A Chinese threat actor was observed targeting both European diplomatic entities and the Tibetan community with the same strain of malware.
Tracked as APT TA413 and previously associated with LuckyCat and ExileRAT malware, the threat actor has been active for nearly a decade, and is believed to be responsible for a multitude of attacks targeting the Tibetan community.
In a report published Wednesday, Proofpoint’s security researchers revealed a link between COVID-19-themed attacks impersonating the World Health Organization (WHO) to deliver the “Sepulcher” malware to economic, diplomatic, and legislative entities within Europe and attacks on the Tibetan community that delivered LuckyCat-linked malware and ExileRAT.
Furthermore, a July campaign targeting Tibetan dissidents was attempting to deliver the same Sepulcher malware from the same infrastructure, with some of the employed email addresses previously used in attacks delivering ExileRAT, suggesting that both campaigns are the work of TA413.
“While best known for their campaigns against the Tibetan diaspora, this APT group associated with the Chinese state interest prioritized intelligence collection around Western economies reeling from COVID-19 in March 2020 before resuming more conventional targeting later this year,” Proofpoint notes.
Targeting European diplomatic and legislative entities and economic affairs and non-profit organizations, the March campaign attempted to exploit a Microsoft Equation Editor flaw to deliver the previously unidentified Sepulcher malware.
The July campaign was employing a malicious PowerPoint (PPSX) attachment designed to drop the same malware, and Proofpoint connected it to a January 2019 campaign that used the same type of attachments to infect victims with the ExileRAT malware.
What linked these attacks, Proofpoint reveals, was the reuse of the same email addresses, clearly suggesting that a single threat actor was behind all campaigns. The use of a single email address by multiple adversaries, over the span of several years, is unlikely, the researchers say.

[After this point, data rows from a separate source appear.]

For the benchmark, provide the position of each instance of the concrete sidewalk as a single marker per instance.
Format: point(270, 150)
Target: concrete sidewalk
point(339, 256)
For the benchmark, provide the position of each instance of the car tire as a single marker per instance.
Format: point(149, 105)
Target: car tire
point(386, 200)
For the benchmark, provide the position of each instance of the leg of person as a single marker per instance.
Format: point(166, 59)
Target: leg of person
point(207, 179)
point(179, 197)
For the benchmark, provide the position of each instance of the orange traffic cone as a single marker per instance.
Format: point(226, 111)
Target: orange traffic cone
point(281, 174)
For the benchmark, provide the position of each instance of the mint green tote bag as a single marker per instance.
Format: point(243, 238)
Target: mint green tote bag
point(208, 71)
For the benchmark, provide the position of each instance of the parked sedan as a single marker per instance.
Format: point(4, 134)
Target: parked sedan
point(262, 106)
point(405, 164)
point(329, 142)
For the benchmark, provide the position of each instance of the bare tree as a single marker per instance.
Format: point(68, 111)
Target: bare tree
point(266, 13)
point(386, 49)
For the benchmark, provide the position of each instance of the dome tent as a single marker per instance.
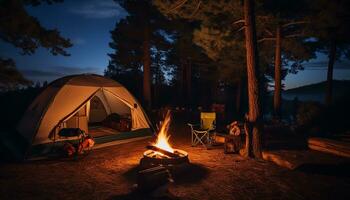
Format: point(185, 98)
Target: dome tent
point(64, 98)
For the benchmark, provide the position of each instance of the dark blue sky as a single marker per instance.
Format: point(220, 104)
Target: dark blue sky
point(88, 22)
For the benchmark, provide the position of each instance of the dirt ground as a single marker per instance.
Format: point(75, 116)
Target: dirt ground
point(110, 173)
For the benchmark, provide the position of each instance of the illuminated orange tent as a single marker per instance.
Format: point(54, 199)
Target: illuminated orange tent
point(66, 103)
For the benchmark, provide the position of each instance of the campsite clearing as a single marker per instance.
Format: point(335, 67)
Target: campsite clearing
point(109, 173)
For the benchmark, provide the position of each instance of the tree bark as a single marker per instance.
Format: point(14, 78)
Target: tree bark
point(189, 82)
point(254, 147)
point(278, 87)
point(147, 69)
point(238, 97)
point(329, 84)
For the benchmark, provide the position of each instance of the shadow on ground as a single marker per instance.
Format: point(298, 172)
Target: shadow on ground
point(337, 170)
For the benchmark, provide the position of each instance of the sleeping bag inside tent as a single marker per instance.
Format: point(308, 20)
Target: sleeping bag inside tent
point(97, 105)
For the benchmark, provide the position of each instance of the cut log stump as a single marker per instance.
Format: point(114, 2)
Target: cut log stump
point(339, 148)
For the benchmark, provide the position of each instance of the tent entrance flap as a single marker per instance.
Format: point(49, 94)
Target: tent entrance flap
point(68, 100)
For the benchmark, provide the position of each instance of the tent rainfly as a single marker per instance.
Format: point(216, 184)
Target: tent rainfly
point(66, 97)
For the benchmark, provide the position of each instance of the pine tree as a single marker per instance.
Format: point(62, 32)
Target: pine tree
point(134, 39)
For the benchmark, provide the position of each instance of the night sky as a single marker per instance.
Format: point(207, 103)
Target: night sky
point(88, 22)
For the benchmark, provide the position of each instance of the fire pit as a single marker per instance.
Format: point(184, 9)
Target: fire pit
point(161, 153)
point(153, 157)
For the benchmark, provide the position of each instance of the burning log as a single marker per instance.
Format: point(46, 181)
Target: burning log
point(167, 153)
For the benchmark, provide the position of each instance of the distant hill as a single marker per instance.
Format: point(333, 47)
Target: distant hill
point(315, 92)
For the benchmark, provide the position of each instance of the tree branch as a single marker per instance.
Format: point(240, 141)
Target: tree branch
point(177, 5)
point(196, 10)
point(294, 23)
point(294, 35)
point(238, 21)
point(268, 32)
point(266, 39)
point(242, 28)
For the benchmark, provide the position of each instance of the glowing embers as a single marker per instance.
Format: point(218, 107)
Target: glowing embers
point(161, 152)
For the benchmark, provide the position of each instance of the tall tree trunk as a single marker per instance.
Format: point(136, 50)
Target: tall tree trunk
point(278, 88)
point(189, 82)
point(254, 127)
point(238, 96)
point(181, 82)
point(147, 69)
point(329, 84)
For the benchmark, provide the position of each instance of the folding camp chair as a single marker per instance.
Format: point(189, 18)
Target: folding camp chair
point(201, 133)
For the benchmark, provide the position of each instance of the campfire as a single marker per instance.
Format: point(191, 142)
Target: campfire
point(160, 152)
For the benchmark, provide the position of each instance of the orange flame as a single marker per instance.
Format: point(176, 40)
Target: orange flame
point(162, 141)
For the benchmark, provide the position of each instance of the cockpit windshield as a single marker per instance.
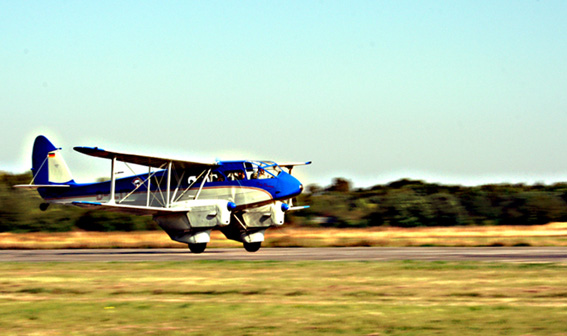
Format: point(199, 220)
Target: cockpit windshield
point(262, 169)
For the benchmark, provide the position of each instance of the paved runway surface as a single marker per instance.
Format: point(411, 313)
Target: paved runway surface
point(499, 254)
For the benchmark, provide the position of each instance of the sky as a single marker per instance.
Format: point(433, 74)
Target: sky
point(460, 92)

“While it is not impossible for multiple APT groups to utilize a single operator account (sender address) against distinct targets in different campaigns, it is unlikely. It is further unlikely that this sender reuse after several years would occur twice in a four-month period between March and July, with both instances delivering the same Sepulcher malware family,” Proofpoint says.
The security researchers believe that the global crisis might have forced the attackers to reuse infrastructure, and that some OPSEC mistakes started to occur following re-tasking.

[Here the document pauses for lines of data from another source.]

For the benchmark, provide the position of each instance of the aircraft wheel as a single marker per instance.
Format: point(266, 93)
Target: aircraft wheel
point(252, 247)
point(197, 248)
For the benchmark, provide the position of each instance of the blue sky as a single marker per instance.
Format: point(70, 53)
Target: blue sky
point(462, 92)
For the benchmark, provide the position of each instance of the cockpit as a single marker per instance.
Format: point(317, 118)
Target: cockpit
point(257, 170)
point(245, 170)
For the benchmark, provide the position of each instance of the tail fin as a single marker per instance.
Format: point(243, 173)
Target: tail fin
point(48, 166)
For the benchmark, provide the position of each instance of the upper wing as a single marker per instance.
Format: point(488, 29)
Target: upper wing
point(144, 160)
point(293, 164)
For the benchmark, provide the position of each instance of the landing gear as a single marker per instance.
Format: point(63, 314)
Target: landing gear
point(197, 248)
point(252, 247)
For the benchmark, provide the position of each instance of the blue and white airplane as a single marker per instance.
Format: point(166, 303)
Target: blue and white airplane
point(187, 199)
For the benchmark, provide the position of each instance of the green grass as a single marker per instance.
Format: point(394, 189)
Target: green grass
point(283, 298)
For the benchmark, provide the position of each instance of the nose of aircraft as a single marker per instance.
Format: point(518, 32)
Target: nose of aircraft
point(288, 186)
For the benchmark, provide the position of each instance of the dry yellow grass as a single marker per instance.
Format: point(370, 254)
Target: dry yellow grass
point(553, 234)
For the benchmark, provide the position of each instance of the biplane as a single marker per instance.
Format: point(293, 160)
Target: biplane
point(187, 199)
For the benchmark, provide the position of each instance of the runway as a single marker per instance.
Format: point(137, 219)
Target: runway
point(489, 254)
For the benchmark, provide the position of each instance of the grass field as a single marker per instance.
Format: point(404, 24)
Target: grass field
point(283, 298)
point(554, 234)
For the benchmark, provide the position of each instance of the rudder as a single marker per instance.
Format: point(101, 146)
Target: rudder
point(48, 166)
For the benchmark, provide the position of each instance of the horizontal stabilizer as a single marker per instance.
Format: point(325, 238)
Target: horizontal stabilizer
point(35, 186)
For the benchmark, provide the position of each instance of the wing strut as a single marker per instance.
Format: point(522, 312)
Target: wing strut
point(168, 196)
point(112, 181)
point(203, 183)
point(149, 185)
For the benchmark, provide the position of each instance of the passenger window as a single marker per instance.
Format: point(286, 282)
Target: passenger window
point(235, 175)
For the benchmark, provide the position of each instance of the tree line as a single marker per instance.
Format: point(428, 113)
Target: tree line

The Sepulcher malware can conduct reconnaissance on the infected host, supports reverse command shell, and reading and writing from/to file. Based on received commands, it can gather information about drives, files, directories, running processes, and services, can manipulate directories and files, moving file source to destination, terminate processes, restart and delete services, and more.
“The adoption of COVID-19 lures by Chinese APT groups in espionage campaigns was a growing trend in the threat landscape during the first half of 2020. However, following an initial urgency in intelligence collection around the health of western global economies in response to the COVID-19 pandemic, a return to normalcy was observed in both the targets and decoy content of TA413 campaigns,” Proofpoint notes.